Next month I will be traveling to Denver, Colorado to attend the American Association for Cancer Research’s 100th Annual Meeting as part of their Scientist-Survivor Program. I am very grateful for the invitation. I learned so much from scientists, survivors and other advocates last year when I attended the conference in San Diego for the first time. This time I know ahead of time what an opportunity it will be for me, so I am truly excited to be able to attend again.

I’ve learned some things that had discouraged me from believing there will ever be a cure for cancer. Cancer is actually a group of more than 200 different diseases, and even those diagnosed with identical types of cancer may have genetic differences in their individual tumors that make them unlikely to respond to the same treatments. Cancer is a very complex group of diseases. I couldn’t visualize there ever being hope for a single magnificent “cancer cure”.

We advocates/survivors were encouraged though to attend presentations about cancers that were not of our particular variety (not hard for me as there were no presentations on appendiceal cancer). The rational was that there is research now that takes a broad look at similarities in multiple cancers and at individual genes that are mutated or abnormal in diverse forms of cancer. There is research looking at common threads among multiple cancers. With the completion of the gnome project, there are more angles to approach in solving the problem of cancer. What I learned gave me more hope of maybe one day seeing an end to cancer.

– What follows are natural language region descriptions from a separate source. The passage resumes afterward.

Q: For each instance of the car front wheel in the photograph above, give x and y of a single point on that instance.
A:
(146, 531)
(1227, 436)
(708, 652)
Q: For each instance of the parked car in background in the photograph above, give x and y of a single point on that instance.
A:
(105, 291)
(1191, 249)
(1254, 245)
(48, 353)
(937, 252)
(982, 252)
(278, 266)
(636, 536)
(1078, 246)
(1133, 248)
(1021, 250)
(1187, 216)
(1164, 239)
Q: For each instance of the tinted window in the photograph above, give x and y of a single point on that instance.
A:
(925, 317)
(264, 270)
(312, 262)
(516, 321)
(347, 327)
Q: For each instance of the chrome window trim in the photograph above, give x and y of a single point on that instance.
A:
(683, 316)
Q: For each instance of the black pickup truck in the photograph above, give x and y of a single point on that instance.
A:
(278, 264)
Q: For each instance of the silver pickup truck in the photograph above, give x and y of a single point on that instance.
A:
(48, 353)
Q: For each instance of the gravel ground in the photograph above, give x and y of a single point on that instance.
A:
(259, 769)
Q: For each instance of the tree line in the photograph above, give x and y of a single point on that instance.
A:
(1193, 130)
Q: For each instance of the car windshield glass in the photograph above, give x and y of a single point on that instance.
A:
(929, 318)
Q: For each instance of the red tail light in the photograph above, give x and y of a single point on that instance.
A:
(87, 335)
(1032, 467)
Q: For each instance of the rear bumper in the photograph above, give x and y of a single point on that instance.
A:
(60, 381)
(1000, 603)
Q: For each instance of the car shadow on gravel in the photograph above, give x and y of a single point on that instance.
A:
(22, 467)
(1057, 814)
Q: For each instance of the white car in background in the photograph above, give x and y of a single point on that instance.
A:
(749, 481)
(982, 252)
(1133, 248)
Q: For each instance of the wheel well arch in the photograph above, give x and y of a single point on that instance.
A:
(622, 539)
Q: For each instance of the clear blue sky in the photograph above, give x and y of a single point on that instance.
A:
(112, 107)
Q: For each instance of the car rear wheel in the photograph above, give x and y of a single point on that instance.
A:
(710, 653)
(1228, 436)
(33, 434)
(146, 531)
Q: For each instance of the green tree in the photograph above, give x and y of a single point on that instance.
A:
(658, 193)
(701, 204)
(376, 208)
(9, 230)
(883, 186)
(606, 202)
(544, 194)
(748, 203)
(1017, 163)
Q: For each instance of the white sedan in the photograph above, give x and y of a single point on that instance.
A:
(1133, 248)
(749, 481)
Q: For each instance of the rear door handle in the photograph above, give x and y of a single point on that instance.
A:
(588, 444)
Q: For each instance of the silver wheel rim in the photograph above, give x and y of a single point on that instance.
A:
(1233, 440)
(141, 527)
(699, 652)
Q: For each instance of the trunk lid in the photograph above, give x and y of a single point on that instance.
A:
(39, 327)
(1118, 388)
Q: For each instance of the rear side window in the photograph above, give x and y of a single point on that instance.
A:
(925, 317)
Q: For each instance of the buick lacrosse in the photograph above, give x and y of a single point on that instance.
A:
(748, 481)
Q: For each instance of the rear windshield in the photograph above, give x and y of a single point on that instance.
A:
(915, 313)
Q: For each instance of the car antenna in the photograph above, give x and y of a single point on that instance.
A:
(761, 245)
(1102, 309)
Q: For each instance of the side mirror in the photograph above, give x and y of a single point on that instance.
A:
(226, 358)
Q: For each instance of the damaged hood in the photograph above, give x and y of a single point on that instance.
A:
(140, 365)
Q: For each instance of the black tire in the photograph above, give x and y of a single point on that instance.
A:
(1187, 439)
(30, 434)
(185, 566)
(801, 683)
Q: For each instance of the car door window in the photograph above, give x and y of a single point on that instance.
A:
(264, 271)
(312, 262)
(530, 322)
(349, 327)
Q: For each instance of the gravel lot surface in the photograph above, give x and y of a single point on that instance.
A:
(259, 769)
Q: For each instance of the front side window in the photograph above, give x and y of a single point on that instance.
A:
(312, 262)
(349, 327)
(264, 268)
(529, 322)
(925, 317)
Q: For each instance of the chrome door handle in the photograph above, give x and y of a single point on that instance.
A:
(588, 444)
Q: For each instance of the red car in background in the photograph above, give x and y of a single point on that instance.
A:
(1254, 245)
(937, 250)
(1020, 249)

The p53 gene is the “guardian gene of the gnome”, also called the “guardian angel gene”. Proteins produced by the p53 gene combat cancer by arresting abnormal cell growth, repairing defective DNA and causing apoptosis (cell death) of defective cells that cannot be repaired. In 60% of those with cancer, the p53 gene is defective.

While we don’t have a way currently to “fix” genetic defects and mutations, newer research is suggesting maybe the genes aren’t mutated after all, but are just epigenetially “turned off”; their protective function is silenced. Research is underway to learn how to turn silenced protective genes back “on”. So there is potential that some of the non-functioning p53 genes in more than half of cancer cases can be reset to regain their protective function, causing cancerous cells to be eliminated. It might not be a cure-all for cancer, but it potentially could reduce cancer cases by half.

Research is also in progress to learn how cancerous cells acquire the ability to leave tumors and grow at distant sites. Normal cells are “glued” together, are not mobile and will not grow at a location that contains cells from a different organ. Cancer cells do not follow these rules. Ninety percent of cancer deaths are related to metastasis. If scientists discover how cancer cells acquire the ability to metastasize and if we could interfere with that process, cancer would no longer be the deadly disease it is today.

So there is hope in research, but the research is difficult and is currently grossly underfunded. I am excited to learn of hopefully more new avenues being pursued in research this April. I will share what I learn here.